What makes it more commendable is that 2023 happens to be a pre-election year and this was the last full-fledged Budget of this term of the government and yet, the policymakers resisted the temptation of fiscal profligacy. If anything, the spending boost is very much capex-oriented. The Budget is projecting a whopping 37% growth in capital spending over and above similar growth achieved in FY23. In fact, FY24 capex is likely to be 3x of the pre-pandemic levels.

Even if we include the capex spend expected from PSUs, the total capex spend is still expected to grow 25%. Further, government’s focus on capex is not just limited to spending push but also policy-push especially the PLI scheme, which is generating a lot of interest among businesses. All this will work to crowd-in the private capex. Already, the order book growth rate of industrial companies are seeing a good traction over the last few quarters and this is likely to accelerate in the coming years. The income tax structure has been further rationalised and leave more income into the hands of the consumers, which should help broaden the consumption recovery in urban centres.   All told, the Union Budget 2023 covers a lot of ground in securing macroeconomic stability while ensuring a right-kind of push to economic growth.

Raghav Kanoria, Partner, Anchor Group

The thrust on infrastructure, energy transition, green hydrogen and Make in India are the key growth areas highlighted in this budget. For the nation to move towards a 5 trillion economy; creation of roads, ports, airports and railway infrastructure is paramount.

Green energy thrust shall reduce dependence on imports of fossil fuel and create an enabling environment for a cleaner future. Energy in transition and net zero is the way to go if we have to create a sustainable business environment for future generations.

The direct tax policies share spur consumption and increase the size of the economy as disposable income increases, and this shall have a multiplier effect for the GDP growth.

Creation and funding of labs for startups is the much-needed creation of innovation infrastructure as India moves higher on the innovation index.

The overall budget is a force multiplier and is positive to take our country to a more advanced and inclusive nation.

Vijay Chandok, MD & CEO, ICICI Securities

The Union Budget is a testament to the government’s vision of achieving a technology-driven and knowledge-based economy, with strong public finances. 

The government’s focus on capital allocation is a clear indicator of its intention of bolstering growth and employment in the country. We believe the increment in capital investment outlay for the third year in a row by 33 per cent to Rs 10 lakh crore will lead to a virtuous economic cycle of private sector capex, job creation and growth. Towards inclusive growth, the FM has made healthy budgetary provisions Agriculture and cooperatives, Health, Education and Skill development. And inspite of these increased spends, it is encouraging to see FY24 fiscal deficit target at 5.9% vs 6.4% for FY23, indicating high level of fiscal prudence. 

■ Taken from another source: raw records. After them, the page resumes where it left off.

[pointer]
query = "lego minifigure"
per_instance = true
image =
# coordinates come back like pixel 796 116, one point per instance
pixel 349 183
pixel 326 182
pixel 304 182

The new proposed income tax regime, effectively puts Rs 35,000 crore in the hands of the taxpayers, providing higher disposable income in their hands. This will enable them to not just consume more products and services, but also open more investment avenues. Further, the government’s decision of allowing SEBI to develop, maintain and implement norms and standards for education in the National Institute of Securities Markets (NISM) will enhance the competencies of functionaries and professionals in the securities market.

Mindful of its environmental commitment, various Green Growth have been initiatives unveiled which will additionally provide employment opportunities.